La notte degli Oscar ha dimostrato ancora una volta come sia difficile indovinare i pronostici e se poi sbagli anche busta la cosa si complica ulteriormente. Le previsioni per noi importanti inizieranno il 15 marzo con le elezioni olandesi primo banco di prova per capire il futuro prossimo del vecchio continente.

Nel frattempo gli indici europei tornano sui massimi dell’anno e per una volta fanno meglio di quelli statunitensi ,sempre ,comunque ,sui record storici. Molto bene anche la nostra borsa che come mi auguravo la scorsa settimana ha superato i 19500. Rallentano le borse asiatiche tranne quella di Tokyo che come il nostro indice torna a superare i 19500.

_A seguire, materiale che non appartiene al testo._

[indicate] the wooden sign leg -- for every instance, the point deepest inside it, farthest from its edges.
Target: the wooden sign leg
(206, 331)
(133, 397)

Il primo discorso di Trump al congresso ha presentato un presidente diverso e più accomodante ma sempre determinato a portare avanti quanto promesso in campagna elettorale.
Secondo un’indagine di Cnn-Orc, il 78% degli spettatori ha reagito in maniera positiva al discorso del presidente. Sette spettatori su dieci si sono inoltre dichiarati più ottimisti sulla direzione del Paese dopo aver ascoltato Trump.

Appare ora più probabile un aumento dei tassi già dal prossimo meeting della Fed ,con l’economia americana in buona forma e i mercati azionari ben impostati.

Migliora lo spread ,si indeboliscono sia il petrolio che il dollaro ,mentre il Vix si mantiene sempre su livelli particolarmente bassi.

Per oggi è tutto un saluto e alla prossima.